Many of his pictures are to be seen in the museums and private houses of the Netherlands. His pupils were Jan Theunisz Blanckerhoff, Adriaen Dekker, Hendrik Graauw, and Thomas Heeremans.Houbraken also lists two other pupils; Adriaen Warmenhuizen, and Laurens Oosthoorn.
Pieter Jansz. Saenredam
(June 9 1597 - buried May 31 1665) was a painter of the Dutch Golden Age, known for his distinctive paintings of whitewashed church interiors.
Saenredam was born in Assendelft, the son of the Northern Mannerist printmaker and draughtsman Jan Pietersz Saenredam (1565-1607), a follower of Goltzius whose sensuous naked goddesses are in great contrast with the work of his son.

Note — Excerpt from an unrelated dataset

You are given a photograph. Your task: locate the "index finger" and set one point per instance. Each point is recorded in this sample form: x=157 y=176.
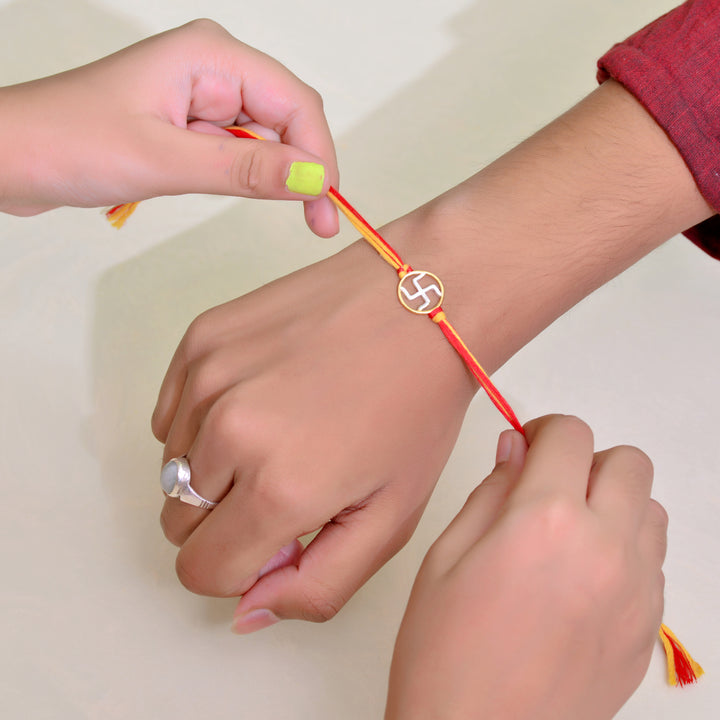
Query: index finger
x=559 y=459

In 1612 he moved to Haarlem, where he became a pupil of Frans de Grebber and lived for the rest of his life. In 1614 he became a member of the Haarlem Guild of St. Luke. He died in Haarlem.
A contemporary of the painter-architects Jacob van Campen, Salomon de Bray, and Pieter Post, he is noted for his surprisingly modern paintings of church interiors, the great bulk of his production. Saenredam achieved this modern look by using very even light, subtlely modulated, and by removing detailed depiction of textures, in meticulously measured and drawn sketches. He would make these sketches in pencil, pen, and chalk, then and add in watercolor to help give the sketch texture and color. The sketches are detailed, conveying the interior atmosphere through the clever use of light and graduated shadows. Saenredam often deliberately omitted people and church furniture from work, thus focusing more attention on buildings and their architectural forms. Only after having made precise measurements, and precise sketches and drawings of the churches, he would take them to his studio where he started to create his paintings, often after a delay of many years. His emphasis on even light and geometry is brought out by comparing his works with those of the rather younger Emanuel de Witte, who included people, contrasts of light and such clutter of church furniture as remained in Calvinist churches, all usually ignored by Saenredam. Unlike de Witte's, Saenredam's views are usually roughly aligned with a main axis of the church.